This post covers the governance workflow: model inventory, risk tier scoring, and executive committee reporting via insurance-governance. For the release note explaining why we merged insurance-validation and insurance-mrm into a single package, see One Package, One Install.
If the PRA asked you today for your model inventory, what would you send them?
In our experience, the answer is likely a shared Excel workbook with a tab called “Model Register.” Forty or fifty rows. Columns for model name, owner, last review date, status. The last review date column has blanks in it. The status column says “Live” for everything. There is no link to the validation report, no change log. The person who set it up left eighteen months ago.
That is not a model risk register. It is a list.
The distinction matters because the PRA’s 2026 supervision priorities letter (issued in January 2026) specifically flagged “gaps between assumed and realised profitability” as an area of supervisory focus. That is the PRA asking whether your pricing models are doing what you said they would do when you approved them. Answering that question requires more than a list. It requires a documented, version-linked, ongoing record of model performance, sign-off, and review status.

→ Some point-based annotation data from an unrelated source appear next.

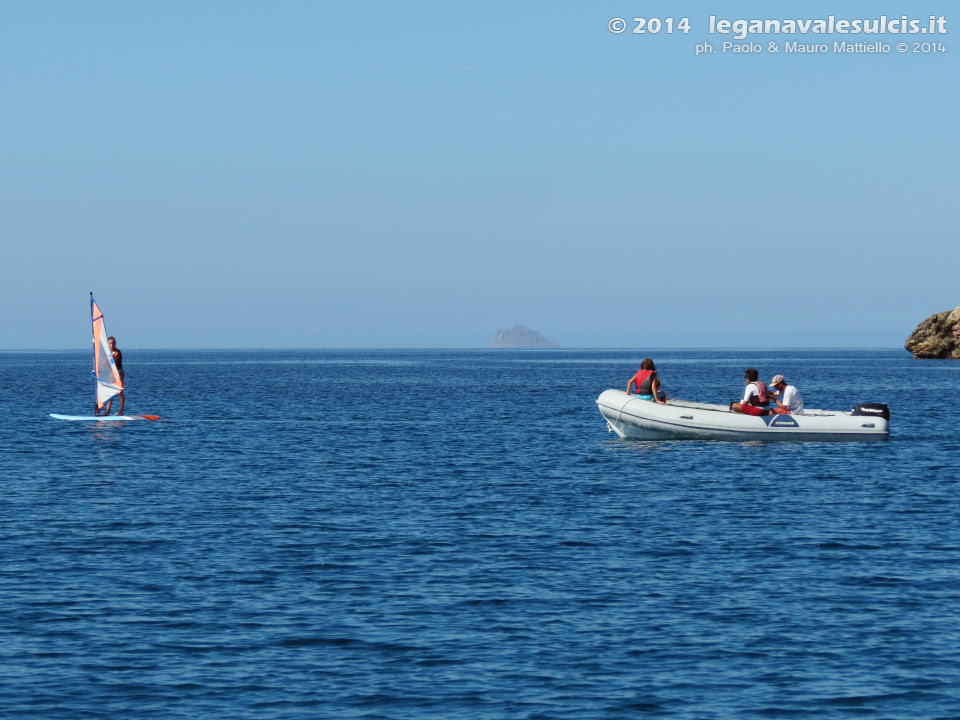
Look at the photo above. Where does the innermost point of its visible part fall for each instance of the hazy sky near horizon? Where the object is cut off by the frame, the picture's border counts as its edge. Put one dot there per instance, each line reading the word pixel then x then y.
pixel 305 174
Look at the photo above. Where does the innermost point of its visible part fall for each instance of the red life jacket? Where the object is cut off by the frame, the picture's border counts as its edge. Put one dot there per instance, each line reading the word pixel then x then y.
pixel 762 397
pixel 641 377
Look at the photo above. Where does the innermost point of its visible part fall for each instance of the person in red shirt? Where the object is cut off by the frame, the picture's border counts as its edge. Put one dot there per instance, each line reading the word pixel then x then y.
pixel 646 383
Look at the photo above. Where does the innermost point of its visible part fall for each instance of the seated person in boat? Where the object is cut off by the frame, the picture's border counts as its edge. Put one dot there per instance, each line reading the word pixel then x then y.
pixel 756 397
pixel 646 383
pixel 790 401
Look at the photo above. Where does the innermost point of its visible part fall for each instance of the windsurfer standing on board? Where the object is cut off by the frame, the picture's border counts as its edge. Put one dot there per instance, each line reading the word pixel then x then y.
pixel 118 360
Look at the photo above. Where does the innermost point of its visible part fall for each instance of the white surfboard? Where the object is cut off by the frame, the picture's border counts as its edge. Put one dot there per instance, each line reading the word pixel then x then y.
pixel 104 418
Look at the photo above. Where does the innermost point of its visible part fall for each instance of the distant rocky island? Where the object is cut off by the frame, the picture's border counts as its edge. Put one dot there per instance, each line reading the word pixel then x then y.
pixel 520 337
pixel 937 337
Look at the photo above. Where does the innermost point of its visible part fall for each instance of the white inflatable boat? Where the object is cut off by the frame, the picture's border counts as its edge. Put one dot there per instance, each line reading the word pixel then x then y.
pixel 631 417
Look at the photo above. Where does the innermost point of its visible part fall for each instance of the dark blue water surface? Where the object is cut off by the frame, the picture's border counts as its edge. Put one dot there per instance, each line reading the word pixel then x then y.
pixel 440 534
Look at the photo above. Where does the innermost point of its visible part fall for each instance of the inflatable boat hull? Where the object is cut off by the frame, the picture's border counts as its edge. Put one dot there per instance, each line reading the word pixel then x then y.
pixel 630 417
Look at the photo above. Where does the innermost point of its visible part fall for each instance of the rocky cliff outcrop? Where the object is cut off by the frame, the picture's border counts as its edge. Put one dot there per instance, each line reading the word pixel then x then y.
pixel 520 337
pixel 937 337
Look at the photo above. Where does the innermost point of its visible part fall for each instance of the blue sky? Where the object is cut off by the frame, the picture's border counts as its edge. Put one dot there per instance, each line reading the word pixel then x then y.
pixel 304 174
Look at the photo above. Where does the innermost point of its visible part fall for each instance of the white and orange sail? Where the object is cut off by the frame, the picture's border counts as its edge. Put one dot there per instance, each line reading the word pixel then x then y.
pixel 105 372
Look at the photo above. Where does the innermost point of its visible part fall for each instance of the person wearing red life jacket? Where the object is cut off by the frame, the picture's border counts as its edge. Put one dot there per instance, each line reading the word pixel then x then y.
pixel 646 383
pixel 756 396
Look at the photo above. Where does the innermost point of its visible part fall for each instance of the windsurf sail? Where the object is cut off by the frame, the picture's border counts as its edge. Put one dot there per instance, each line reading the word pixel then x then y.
pixel 105 372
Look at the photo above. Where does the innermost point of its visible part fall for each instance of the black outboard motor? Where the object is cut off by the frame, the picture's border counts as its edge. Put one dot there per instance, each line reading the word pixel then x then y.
pixel 872 409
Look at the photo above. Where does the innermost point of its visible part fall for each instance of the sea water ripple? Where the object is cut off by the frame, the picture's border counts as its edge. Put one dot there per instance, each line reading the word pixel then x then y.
pixel 435 534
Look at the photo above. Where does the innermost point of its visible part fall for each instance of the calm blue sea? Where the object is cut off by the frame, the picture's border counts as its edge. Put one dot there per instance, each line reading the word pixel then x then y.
pixel 455 534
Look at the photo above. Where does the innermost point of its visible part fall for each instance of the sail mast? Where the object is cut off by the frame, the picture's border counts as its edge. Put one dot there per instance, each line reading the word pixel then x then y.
pixel 105 372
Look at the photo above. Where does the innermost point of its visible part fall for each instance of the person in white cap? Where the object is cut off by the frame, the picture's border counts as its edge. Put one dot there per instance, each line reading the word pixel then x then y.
pixel 786 396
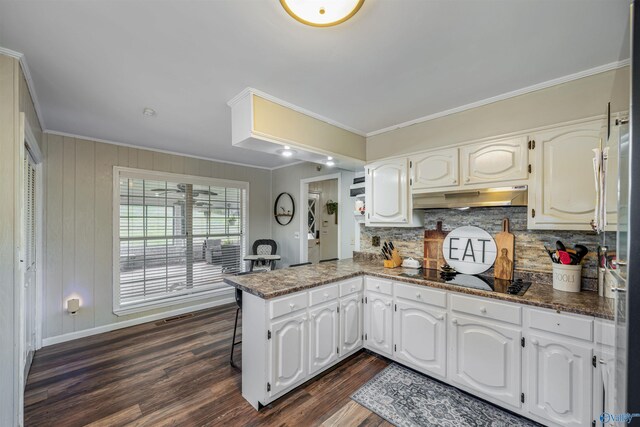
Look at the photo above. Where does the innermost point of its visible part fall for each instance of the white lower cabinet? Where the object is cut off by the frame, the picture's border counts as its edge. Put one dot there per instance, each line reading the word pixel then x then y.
pixel 560 386
pixel 323 336
pixel 288 352
pixel 471 342
pixel 351 319
pixel 378 328
pixel 419 337
pixel 486 357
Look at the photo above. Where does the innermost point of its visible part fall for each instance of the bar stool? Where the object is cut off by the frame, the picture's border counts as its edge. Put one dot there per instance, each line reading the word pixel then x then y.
pixel 235 325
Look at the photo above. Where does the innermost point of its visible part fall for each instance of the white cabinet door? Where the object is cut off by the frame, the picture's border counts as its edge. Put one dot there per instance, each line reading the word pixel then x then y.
pixel 559 380
pixel 387 192
pixel 419 337
pixel 604 386
pixel 435 169
pixel 562 192
pixel 486 357
pixel 350 324
pixel 323 336
pixel 378 326
pixel 495 161
pixel 288 352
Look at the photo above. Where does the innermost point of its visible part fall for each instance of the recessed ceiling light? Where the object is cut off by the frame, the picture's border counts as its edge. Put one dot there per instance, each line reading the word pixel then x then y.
pixel 286 152
pixel 318 13
pixel 149 112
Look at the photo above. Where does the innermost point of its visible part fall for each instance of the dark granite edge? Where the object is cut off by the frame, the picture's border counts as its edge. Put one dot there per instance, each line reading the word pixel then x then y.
pixel 560 307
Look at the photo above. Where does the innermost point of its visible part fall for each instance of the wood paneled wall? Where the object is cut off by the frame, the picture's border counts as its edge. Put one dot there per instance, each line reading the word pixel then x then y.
pixel 79 222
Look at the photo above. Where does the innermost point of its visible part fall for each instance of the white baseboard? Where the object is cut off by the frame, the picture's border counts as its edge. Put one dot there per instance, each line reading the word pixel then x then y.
pixel 126 323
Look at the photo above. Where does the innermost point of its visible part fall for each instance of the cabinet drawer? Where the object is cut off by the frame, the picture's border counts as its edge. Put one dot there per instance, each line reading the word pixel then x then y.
pixel 378 285
pixel 324 294
pixel 421 294
pixel 605 332
pixel 350 286
pixel 563 324
pixel 504 312
pixel 288 304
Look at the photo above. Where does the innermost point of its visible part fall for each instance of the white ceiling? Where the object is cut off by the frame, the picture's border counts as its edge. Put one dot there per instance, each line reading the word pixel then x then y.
pixel 97 64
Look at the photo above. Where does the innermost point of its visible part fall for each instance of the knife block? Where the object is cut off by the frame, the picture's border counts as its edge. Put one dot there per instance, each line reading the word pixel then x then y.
pixel 395 260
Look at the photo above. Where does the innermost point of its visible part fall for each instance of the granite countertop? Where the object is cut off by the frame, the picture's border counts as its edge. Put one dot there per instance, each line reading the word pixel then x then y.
pixel 281 282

insurance-governance is our 32nd open-source library. It is the governance layer for your pricing model estate: a persistent model inventory, objective risk tier scoring, and an executive committee report. It does not re-implement any statistical tests — it wraps insurance-governance and insurance-monitoring, which already handle those. What it adds is the governance workflow that connects statistical output to institutional accountability.
uv add insurance-governance
The regulatory direction of travel
PRA SS1/23 (Model Risk Management Principles for Banks) came into force on 17 May 2024. It is currently scoped to banks, building societies, and PRA-designated investment firms. Insurance firms are not formally in scope. That will change.
4most (January 2025) and the PRA’s own supervision signals point in the same direction: extension to insurers is a matter of when, not if. A plausible timeline is post-Solvency UK embedding, pointing to 2026-2027, though that remains directional rather than confirmed. The firms that will handle that extension well are the ones who start building the infrastructure now, not the ones who scramble to retrofit documentation after the formal notice arrives.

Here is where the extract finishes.